Vascular Specialist

Provided by the
Society for Vascular Surgery

Refined Techniques Improve Stenting Outcomes

By Mitchel L. Zoler  

Elsevier Global Medical News

HOLLYWOOD, FLA. -- The safety of carotid stenting in high-risk patients is enhanced by improved stenting techniques and patient management, Dr. Jay S. Yadav said at the 19th International Symposium on Endovascular Therapy.

Improved strategies for placing carotid stents are critical, especially when treating elderly or symptomatic patients, said Dr. Yadav, who is cofounder and CEO of a medical device company in Atlanta and formerly director of endovascular services at Piedmont Hospital, also in Atlanta.

Dr. Yadav reviewed several of the steps that he believes can boost the safety of carotid artery stenting.

Although access through the aortic arch poses a major risk for causing strokes, the risk can be reduced by using alternative access routes and better equipment.

Dr. Yadav recommended using an Ansel sheath as well as a hooked Simmons catheter in order to navigate more easily through a stenotic arch.

These tools can be introduced from either a brachial or femoral artery approach, and they can be used to reach either the left or right carotid artery.

Another tip is to be sure the embolic protection device is properly positioned--in a straight segment of the distal carotid artery. If the device is placed in a curved region, debris might slip by the outside of the device. In a straight segment, it's easier to fit the device snugly in the vessel.

Embolic filters can also slow or arrest blood flow, especially when filters are distal to large, soft plaque.

In such cases, the column of blood that's trapped proximal to the filter should be aspirated before the filter is collapsed and withdrawn.

If such stagnant blood isn't removed, trapped particles can embolize when the filter is withdrawn, Dr. Yadav said.

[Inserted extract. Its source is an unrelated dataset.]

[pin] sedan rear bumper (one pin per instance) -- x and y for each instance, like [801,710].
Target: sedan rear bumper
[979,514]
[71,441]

Another tip is to minimize the duration of filter deployment. Once an embolic protection device is deployed, stenting should proceed immediately and finish within 5 minutes.

In a recent study, patients with a filter in place for more than 20 minutes had double the risk of stroke, compared with patients with shorter dwell times.

In certain highly challenging cases with very stenotic vessels, the deployment of two distal protection devices can help to ensure that all of the embolic material is trapped.

Proper medical management can also improve outcomes.

Dr. Yadav recommended starting treatment with clopidogrel a week before the stenting procedure, rather than relying on a loading bolus.

During the procedure, patients should receive heparin or bivalirudin, with a target activated clotting time of 275-300 seconds. After stenting is complete, patients should received clopidogrel and aspirin for 3-4 weeks.

When asked to comment upon this article, Dr. Ronald Fairman stated: "Reviewing these data from the CAPTURE registry of 3,500 patients who have undergone carotid artery stenting with the use of distal protection demonstrates that almost one-fifth of the periprocedural strokes were nonipsilateral and the absolute rate of nonipsilateral stroke was 1% regardless of patient age or symptomatic status." Dr. Fairman is the chief of the division of vascular surgery, Hospital of the University of Pennsylvania, in Philadelphia.

"If one equally distributes this incidence to the ipsilateral side, the conclusion is that a significant number of strokes, up to perhaps 40%, associated with carotid stenting are access related.

"Clearly we should be focusing our efforts on alternative techniques to reduce the risk of access-related strokes," Dr. Fairman concluded.